The market, as they say, voted with its feet.
But here's the thing — markets react to the short-term. Investors should react to the long-term. And when you zoom out and actually read the fine print of Budget 2026, the picture is more nuanced than a single red candle on a chart. There are things to worry about, things to welcome, and a bunch of things that just... didn't happen.
Let's begin.
The Big Picture: What Kind of Budget Was This?
Budget 2026-27 wasn't a populist giveaway. It wasn't a radical reformist shake-up either. It was, frankly, a "stay the course" budget — fiscal consolidation continues (deficit at 4.3% of GDP), capex goes up to ₹12.2 lakh crore (~11% YoY growth), and the government is clearly betting on manufacturing, infrastructure, and long-term structural plays.
For investors, this translates to: no dramatic windfalls, but no major policy shocks either. Well, except for one.
The STT hike.
The STT Bomb: Trading Just Got a Lot More Expensive
This was the headline killer for markets. And rightfully so.
Here's what changed:
STT on Futures: raised to 0.05% from 0.02% — that's a 150% increase
STT on Options premium: raised to 0.15% from 0.10%
STT on exercised options: raised to 0.15% from 0.125%
Now, if you're a long-term SIP investor, you might shrug at this.
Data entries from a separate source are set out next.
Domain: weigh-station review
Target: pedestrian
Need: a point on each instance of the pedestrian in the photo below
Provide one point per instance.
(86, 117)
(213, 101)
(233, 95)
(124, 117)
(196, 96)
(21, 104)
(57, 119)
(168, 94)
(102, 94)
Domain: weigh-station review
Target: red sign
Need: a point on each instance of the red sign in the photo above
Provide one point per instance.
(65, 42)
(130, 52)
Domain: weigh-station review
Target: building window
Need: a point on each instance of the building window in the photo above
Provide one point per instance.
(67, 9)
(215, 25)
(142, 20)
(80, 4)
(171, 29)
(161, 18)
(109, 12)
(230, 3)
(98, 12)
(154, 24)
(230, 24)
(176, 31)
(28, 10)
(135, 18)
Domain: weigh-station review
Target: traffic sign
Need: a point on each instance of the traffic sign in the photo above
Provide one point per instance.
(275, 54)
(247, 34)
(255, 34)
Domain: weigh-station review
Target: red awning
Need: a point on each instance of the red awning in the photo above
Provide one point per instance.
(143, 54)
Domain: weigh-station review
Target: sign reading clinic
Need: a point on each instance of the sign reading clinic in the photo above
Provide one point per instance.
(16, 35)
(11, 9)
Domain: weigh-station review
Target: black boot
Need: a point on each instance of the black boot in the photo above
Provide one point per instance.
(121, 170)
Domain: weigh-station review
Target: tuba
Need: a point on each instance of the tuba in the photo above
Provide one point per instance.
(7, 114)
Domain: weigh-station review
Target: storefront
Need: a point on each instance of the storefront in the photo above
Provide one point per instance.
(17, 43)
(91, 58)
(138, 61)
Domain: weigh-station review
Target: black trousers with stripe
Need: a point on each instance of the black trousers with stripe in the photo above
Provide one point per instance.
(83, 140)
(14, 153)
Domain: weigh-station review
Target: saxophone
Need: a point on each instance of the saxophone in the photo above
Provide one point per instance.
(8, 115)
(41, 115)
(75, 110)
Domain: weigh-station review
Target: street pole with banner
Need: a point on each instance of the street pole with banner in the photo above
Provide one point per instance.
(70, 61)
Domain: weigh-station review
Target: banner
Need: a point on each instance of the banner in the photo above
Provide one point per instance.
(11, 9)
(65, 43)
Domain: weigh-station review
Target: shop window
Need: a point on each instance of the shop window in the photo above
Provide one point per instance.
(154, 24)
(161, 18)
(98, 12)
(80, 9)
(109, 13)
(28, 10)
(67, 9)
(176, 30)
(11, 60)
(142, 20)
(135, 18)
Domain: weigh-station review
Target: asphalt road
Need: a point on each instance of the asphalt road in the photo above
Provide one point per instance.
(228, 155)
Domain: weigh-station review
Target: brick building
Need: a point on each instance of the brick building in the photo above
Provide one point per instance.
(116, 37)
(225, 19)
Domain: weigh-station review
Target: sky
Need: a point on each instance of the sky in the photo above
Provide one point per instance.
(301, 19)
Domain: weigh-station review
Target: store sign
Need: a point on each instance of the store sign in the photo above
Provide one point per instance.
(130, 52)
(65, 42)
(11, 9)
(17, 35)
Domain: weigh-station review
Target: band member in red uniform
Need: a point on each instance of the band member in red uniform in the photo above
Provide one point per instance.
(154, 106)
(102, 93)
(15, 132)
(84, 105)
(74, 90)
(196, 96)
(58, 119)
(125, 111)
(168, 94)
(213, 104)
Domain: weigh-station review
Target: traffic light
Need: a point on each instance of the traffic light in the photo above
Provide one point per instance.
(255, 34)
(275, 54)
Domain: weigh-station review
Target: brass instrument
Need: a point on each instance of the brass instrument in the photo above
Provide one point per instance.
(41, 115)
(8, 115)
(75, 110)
Fair enough. STT on delivery-based equity transactions hasn't changed. Your mutual fund SIPs aren't directly hit.
But if you trade F&O — and let's be honest, a LOT of retail investors in India do — this hurts. The Income Tax department justified it by pointing out that F&O volumes in India are now more than 500 times the GDP. That's a staggering number and suggests the government sees speculative trading as a systemic concern, not just a revenue opportunity.